Elastic Container Service (ECS)#

RAPIDS can be deployed on a multi-node ECS cluster using Dask’s dask-cloudprovider management tools. For more details, see our blog post on deploying on ECS.

0. Run from within AWS. The following steps assume you are running them from within the same AWS VPC. One way to ensure this is to run through the AWS Single Instance (EC2) instructions and then run these steps from there.

1. Setup AWS credentials. First, you will need AWS credentials to allow us to interact with the AWS CLI. If someone else manages your AWS account, you will need to get these keys from them. You can provide these credentials to dask-cloudprovider in a number of ways, but the easiest is to setup your local environment using the AWS command line tools:

$ pip install awscli
$ aws configure

2. Install dask-cloudprovider. To install, you will need to run the following:

$ pip install dask-cloudprovider[aws]

3. Create an EC2 cluster: In the AWS console, visit the ECS dashboard. From the “Clusters” section on the left hand side, click “Create Cluster”.

Make sure to select an EC 2 Linux + Networking cluster so that we can specify our networking options.

Give the cluster a name EX. rapids-cluster.

Change the instance type to one that supports RAPIDS-supported GPUs (see introduction section for list of supported instance types). For this example, we will use p3.2xlarge, each of which comes with one NVIDIA V100 GPU.

In the networking section, select the default VPC and all the subnets available in that VPC.

All other options can be left at defaults. You can now click “create” and wait for the cluster creation to complete.

4. Create a Dask cluster:

Get the Amazon Resource Name (ARN) for the cluster you just created.

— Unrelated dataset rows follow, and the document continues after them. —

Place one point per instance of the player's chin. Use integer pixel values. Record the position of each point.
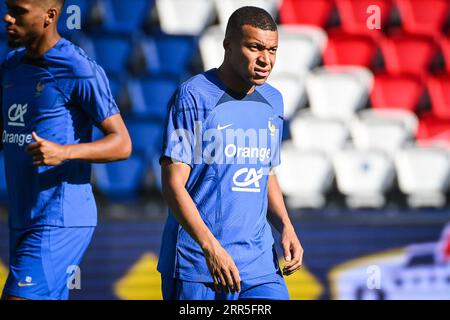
(14, 42)
(258, 81)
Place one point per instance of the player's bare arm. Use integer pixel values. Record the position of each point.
(220, 264)
(279, 218)
(114, 146)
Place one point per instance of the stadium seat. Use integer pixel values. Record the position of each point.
(112, 52)
(407, 118)
(363, 177)
(310, 12)
(293, 91)
(67, 18)
(423, 16)
(338, 91)
(149, 96)
(300, 49)
(120, 180)
(354, 14)
(384, 134)
(168, 54)
(185, 17)
(211, 48)
(125, 16)
(348, 49)
(408, 54)
(445, 48)
(439, 90)
(318, 134)
(423, 175)
(433, 131)
(305, 177)
(225, 8)
(397, 92)
(146, 136)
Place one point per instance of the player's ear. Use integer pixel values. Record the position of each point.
(51, 17)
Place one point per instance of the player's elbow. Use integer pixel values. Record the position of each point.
(126, 149)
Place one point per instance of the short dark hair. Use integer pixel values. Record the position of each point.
(252, 16)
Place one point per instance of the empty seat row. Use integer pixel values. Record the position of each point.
(365, 177)
(416, 16)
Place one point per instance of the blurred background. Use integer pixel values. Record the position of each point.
(365, 162)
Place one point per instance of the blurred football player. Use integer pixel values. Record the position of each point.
(51, 96)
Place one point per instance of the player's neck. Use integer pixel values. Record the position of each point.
(233, 82)
(43, 44)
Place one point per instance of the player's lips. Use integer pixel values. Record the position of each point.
(262, 73)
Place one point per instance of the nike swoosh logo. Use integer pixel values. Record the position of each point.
(219, 127)
(21, 284)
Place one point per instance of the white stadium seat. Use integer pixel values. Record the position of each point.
(423, 175)
(299, 49)
(324, 135)
(364, 177)
(383, 134)
(304, 177)
(226, 7)
(338, 91)
(211, 47)
(187, 17)
(293, 91)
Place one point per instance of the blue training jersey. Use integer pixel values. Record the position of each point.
(231, 143)
(60, 96)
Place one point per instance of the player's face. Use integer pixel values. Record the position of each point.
(25, 21)
(253, 54)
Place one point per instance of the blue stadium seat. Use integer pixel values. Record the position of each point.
(85, 11)
(3, 190)
(112, 52)
(149, 96)
(125, 16)
(2, 14)
(120, 180)
(146, 136)
(168, 54)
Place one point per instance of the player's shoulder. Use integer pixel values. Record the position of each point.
(75, 61)
(200, 90)
(272, 95)
(14, 57)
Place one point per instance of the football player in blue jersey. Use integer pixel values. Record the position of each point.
(221, 143)
(51, 96)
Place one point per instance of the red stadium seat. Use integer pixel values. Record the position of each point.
(439, 90)
(347, 49)
(423, 16)
(312, 12)
(410, 54)
(354, 14)
(432, 129)
(445, 46)
(397, 91)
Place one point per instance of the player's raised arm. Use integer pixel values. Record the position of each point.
(279, 218)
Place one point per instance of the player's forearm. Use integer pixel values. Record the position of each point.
(186, 213)
(277, 215)
(113, 147)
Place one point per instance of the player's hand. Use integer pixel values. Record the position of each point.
(46, 153)
(223, 270)
(292, 249)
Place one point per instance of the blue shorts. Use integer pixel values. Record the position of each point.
(43, 260)
(271, 287)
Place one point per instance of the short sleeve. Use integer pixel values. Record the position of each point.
(179, 134)
(94, 95)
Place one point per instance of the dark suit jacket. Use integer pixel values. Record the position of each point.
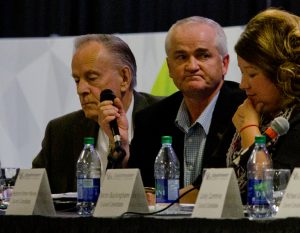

Set AWS_DEFAULT_REGION environment variable to your default region:

$ export AWS_DEFAULT_REGION=[REGION]

[REGION] = code fo the region being used.

Create the ECSCluster object in your Python session:

from dask_cloudprovider.aws import ECSCluster
cluster = ECSCluster(cluster_arn=[CLUSTER_ARN],
                     n_workers=[NUM_WORKERS],
                     worker_gpu=[NUM_GPUS]
                     )

[CLUSTER_ARN] = The ARN of an existing ECS cluster to use for launching tasks
[NUM_WORKERS] = Number of workers to start on cluster creation.
[NUM_GPUS] = The number of GPUs to expose to the worker, this must be less than or equal to the number of GPUs in the instance type you selected for the ECS cluster (e.g 1 for p3.2xlarge).

5. Test RAPIDS. Create a distributed client for our cluster:

from dask.distributed import Client
client = Client(cluster)

Load sample data and test the cluster!

import dask, cudf, dask_cudf
ddf = dask.datasets.timeseries()
gdf = ddf.map_partitions(cudf.from_pandas)
gdf.groupby('name').id.count().compute().head()
Out[34]:
Xavier 99495
Oliver 100251
Charlie 99354
Zelda 99709
Alice 100106
Name: id, dtype: int64

6. Cleanup. Your cluster will continue to run (and incur charges!) until you shut it down. You can either scale the number of nodes down to zero instances, or shut it down altogether. If you are planning to use the cluster again soon, it is probably preferable to reduce the nodes to zero.